Tatsächlich steht die Debatte über den richtigen Umgang mit dem Hass in den Kommentarspalten scheinbar auch nach langjähriger Erfahrung immer noch am Anfang. Ein schlichtes Abschalten der Kommentare scheint für viele Medien auch keine Lösung zu sein, weil sie Angst haben auch die engagierten Nutzer, die an einer lebendigen Diskussion teilhaben wollen, zu verlieren. Ausrede? Wir wissen es nicht. Der SZ-Digitalchef, Stefan Plöchinger, sagt, dass es auch „Kern des Jobs“ sei, „die öffentliche Debatte zu moderieren“.

 

Emotionale Themen bereiten den Boden für Hasskampagnen

Die Beobachtung der letzten Jahre hat gezeigt, dass gerade emotionale Themen besonders oft von den Nutzerinnen und Nutzern kommentiert werden. Verdeckt agierende Initiativen  haben es durch verschiedene Kampagnen (z.B. über Hashtag-Kampagnen, gezielte Shitstorms oder aber auch mit Hilfe von Fake-Mehrfachprofilen) geschafft, die Meinungshoheit an sich zu reissen bzw. suggerierten, dass die Grenze des Sagbaren weiter verschoben wurde.

Es geht da auch nicht mehr nur um das Äussern einer wütenden Meinung, vielmehr hat eine Sprache Einzug gehalten, die nichts weiter als herabwürdigend gegenüber Menschengruppen auf Grund ihrer Herkunft, ihres Äusseren oder ihrer Religion ist.
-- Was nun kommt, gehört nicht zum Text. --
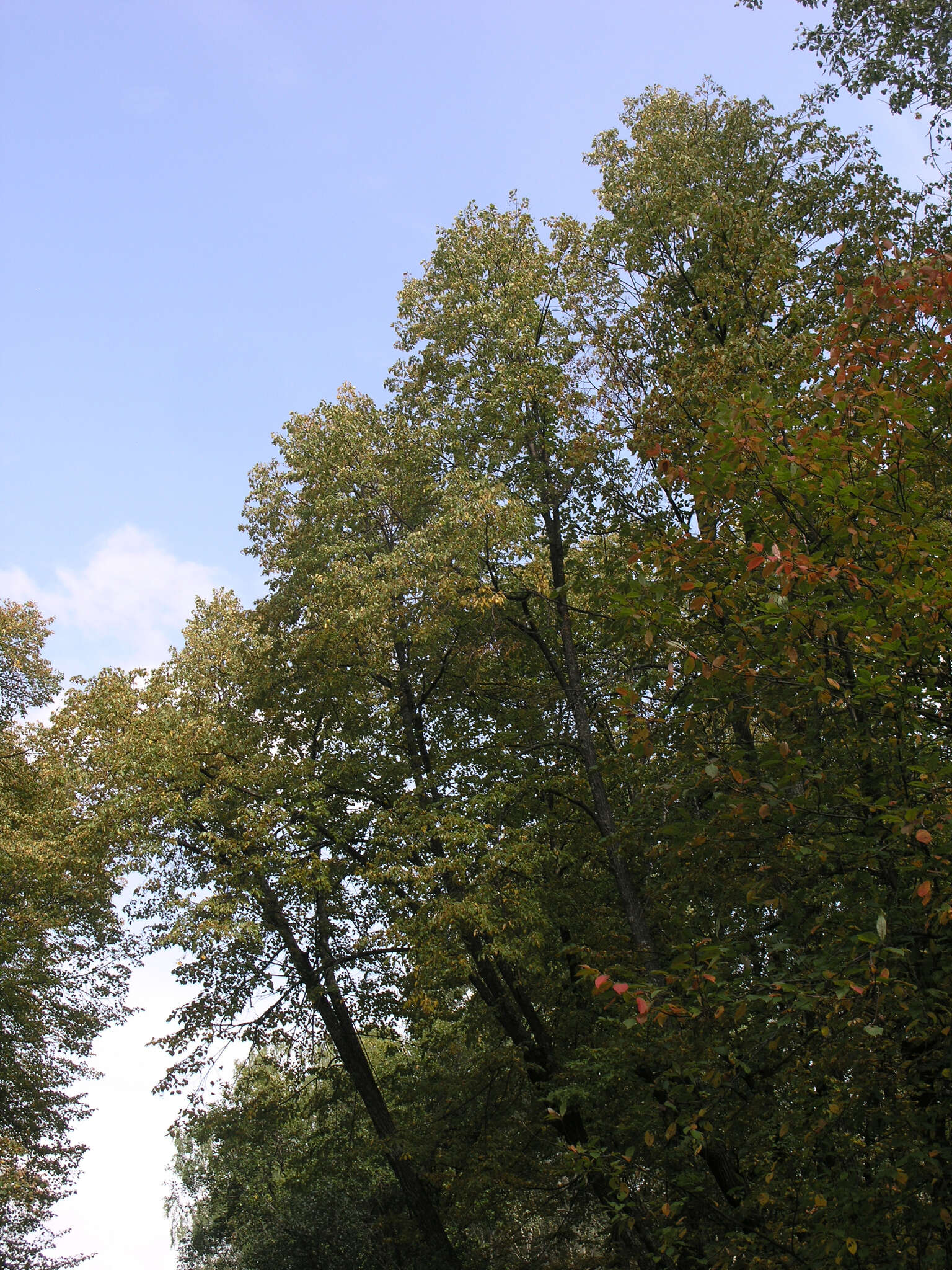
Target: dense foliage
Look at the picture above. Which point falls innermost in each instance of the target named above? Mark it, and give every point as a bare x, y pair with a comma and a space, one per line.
565, 826
60, 973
Der Unterschied ist vielen Menschen gar mehr so bewusst, wenn sie darüber diskutieren, dass der „N*ger“ ja natürlich schwarz ist und daher von „negros“ abgeleitet wurde oder der Mohrenkopf Schweizer Tradition sei.

 

Letztlich verstärken Parteien wie die SVP oder AfD mit ihren verbalen Aussetzern, die sie ständig als „Satire“ verkaufen, dieses Verschieben des Sagbaren. Immerhin haben sehr viele Leute diese Parteien gewählt, nehmen sie quasi zum Vorbild und heissen das für gut. 

 

Meinungsfreiheit

Die Meinungsfreiheit, genauer Meinungsäusserungsfreiheit, ist das wohl am häufigsten missverstandene Recht und eines der meist angeführten „Legitimationsargumente“ für allerhand Dummheiten, die verbreitet werden.

Denn letztlich ist es nur das Recht auf freie Rede sowie freie Äusserung und (öffentliche) Verbreitung einer Meinung in Wort, Schrift und Bild sowie allen weiteren verfügbaren Übertragungsmitteln, wenn sich dies auch im rechtlichen Rahmen bewegt. Und sonst nämlich nicht. Und hier endet dann meistens bereits die zumeist sehr arrogant angeführte „Meinungsfreiheit“ hinter einer abstrusen Idee.

 

Darf man im Namen der Meinungsäusserungsfreiheit alles sagen und wie können strafbare Äusserungen von nicht strafbaren unterschieden werden? Diese Fragen stellt sich ein weiteres Mal die Eidgenössische Kommission gegen Rassismus (EKR).

Steht die Rassismusstrafnorm im Widerspruch zur Meinungsäusserungsfreiheit? Wo hört die Meinungsäusserungsfreiheit auf, wo fängt die Hassrede an?

 

Die Meinungsäusserungsfreiheit in den sozialen Netzwerken wird seit Langem überstrapaziert, deshalb setzt sich das neue TANGRAM, das Bulletin der Eidgenössischen Kommission gegen Rassismus (EKR), mit diesen Fragen auseinander. Endlich und hoffentlich nachhaltig und mit den nötigen Instrumenten und dem Einsatz der Rechtssprechung.

 

Rechtliche Grenzen der Meinungsfreiheit (kleiner Auszug)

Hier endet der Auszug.